Specific skills the student demonstrated during the lesson
- They could follow a chord diagram and place fingers accurately with verbal confirmation.
- They could execute the 1-2-3-4 pattern on the low string.
- They could build a power chord shape after correction and could limit strumming to two strings once reminded.
- They could name the standard tuning string letters (E A D G B E).
The biggest “hidden issue” you uncovered
- The tuner pitch standard had been set wrong, and the guitar ended up tuned an octave high on the low strings.
- This likely caused:
- Excess tension and fear of playing.
- Notes sounding “too high” and making chord/power chord tone feel wrong.
- A higher chance of strings popping.
- Extra hand fatigue because tight strings require more effort and feel harsher.
What you said you would send them after the lesson
You explicitly said you would send:
- The link to replay the unlisted video.
- Resources to change strings (for the acoustic, and generally “we can make that happen”).
- Sheet music/material for the warmups:
- The index-middle-ring-pinky (1-2-3-4) warmup.
- The power chord warmup.
You also said you would “remind you one more time” of the warmups, which you did verbally.
What you asked them to do before lesson 2
- You told them the second lesson would include review plus you asking what they did on their own.
- You challenged them to learn one or two songs before the next lesson, and specifically said:
- Seven Nation Army does not count as one of the new songs.
- They should bring two songs to the table next time.
What to flag as “vital” that could affect their progress
- Instrument readiness: Their acoustic has broken strings and their electric had been tuned dangerously. Instrument setup is a real barrier for them right now.
- Pain and finger discomfort: They asked for a way to make it hurt less.
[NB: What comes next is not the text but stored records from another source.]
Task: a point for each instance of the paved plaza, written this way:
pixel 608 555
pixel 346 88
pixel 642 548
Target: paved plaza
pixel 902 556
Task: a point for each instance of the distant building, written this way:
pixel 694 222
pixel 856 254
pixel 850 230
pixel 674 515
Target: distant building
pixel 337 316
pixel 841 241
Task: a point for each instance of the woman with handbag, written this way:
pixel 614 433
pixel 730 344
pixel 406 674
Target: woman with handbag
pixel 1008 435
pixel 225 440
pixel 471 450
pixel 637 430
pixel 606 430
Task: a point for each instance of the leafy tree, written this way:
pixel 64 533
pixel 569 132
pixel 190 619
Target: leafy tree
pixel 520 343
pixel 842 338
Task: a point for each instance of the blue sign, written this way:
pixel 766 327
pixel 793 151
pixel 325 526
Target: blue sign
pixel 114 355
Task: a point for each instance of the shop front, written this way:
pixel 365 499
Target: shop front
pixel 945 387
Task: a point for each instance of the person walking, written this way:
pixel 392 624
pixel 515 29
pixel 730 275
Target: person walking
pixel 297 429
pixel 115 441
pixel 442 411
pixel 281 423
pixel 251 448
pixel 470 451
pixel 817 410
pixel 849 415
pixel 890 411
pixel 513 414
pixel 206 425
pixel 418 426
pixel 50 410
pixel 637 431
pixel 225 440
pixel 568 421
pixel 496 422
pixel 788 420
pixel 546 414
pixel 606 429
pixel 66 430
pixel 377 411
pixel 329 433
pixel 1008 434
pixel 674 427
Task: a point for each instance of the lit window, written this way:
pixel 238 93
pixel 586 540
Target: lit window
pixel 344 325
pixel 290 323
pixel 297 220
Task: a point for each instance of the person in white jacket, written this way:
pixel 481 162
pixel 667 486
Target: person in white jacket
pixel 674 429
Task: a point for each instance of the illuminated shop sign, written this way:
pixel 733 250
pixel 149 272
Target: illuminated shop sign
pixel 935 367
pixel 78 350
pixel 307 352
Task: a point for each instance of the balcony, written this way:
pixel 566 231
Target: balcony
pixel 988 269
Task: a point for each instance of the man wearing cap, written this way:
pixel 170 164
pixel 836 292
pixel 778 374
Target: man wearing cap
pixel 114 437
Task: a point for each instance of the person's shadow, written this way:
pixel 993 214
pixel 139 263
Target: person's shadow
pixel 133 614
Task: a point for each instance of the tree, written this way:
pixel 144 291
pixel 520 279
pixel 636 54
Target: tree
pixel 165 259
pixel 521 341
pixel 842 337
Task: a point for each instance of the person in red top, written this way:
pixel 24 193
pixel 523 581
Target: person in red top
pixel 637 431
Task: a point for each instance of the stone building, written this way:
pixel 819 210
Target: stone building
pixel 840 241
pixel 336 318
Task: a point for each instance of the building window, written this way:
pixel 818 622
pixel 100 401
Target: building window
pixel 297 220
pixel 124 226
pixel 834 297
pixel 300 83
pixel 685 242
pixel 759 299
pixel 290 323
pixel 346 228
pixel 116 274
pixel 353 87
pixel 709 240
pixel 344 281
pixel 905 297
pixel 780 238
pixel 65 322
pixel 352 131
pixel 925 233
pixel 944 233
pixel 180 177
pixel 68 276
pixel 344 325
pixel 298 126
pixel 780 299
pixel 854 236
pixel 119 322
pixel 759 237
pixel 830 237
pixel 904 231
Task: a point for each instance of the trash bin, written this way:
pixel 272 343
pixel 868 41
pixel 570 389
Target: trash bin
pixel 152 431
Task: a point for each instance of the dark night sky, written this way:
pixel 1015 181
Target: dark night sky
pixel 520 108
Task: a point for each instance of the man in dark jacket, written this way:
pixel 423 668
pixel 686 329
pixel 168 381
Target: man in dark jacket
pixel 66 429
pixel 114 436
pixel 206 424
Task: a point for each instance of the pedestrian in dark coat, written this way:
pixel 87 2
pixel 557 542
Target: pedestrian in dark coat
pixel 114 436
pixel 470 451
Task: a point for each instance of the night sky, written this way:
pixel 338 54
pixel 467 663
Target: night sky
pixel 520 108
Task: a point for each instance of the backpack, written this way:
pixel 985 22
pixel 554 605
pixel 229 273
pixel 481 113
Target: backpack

That means pain is already a primary obstacle and emotional friction point.
- Pick use: They said they have a pick but are not good with picks. That is relevant for indie/alt playing and for power chord articulation.
- Confidence is fragile but improving: They repeatedly used uncertainty language (“I think,” “pretty sure,” “might know if reminded”), but they also completed tasks successfully when guided.
One more important observation about your teaching style in this lesson
Your lesson structure was “diagnose, prove a win, then build two repeatable warmups,” which works well for a first session. The only thing that truly derailed flow was the late discovery of the tuning standard problem, but it was a necessary correction and arguably the most valuable problem you solved in the whole 30 minutes.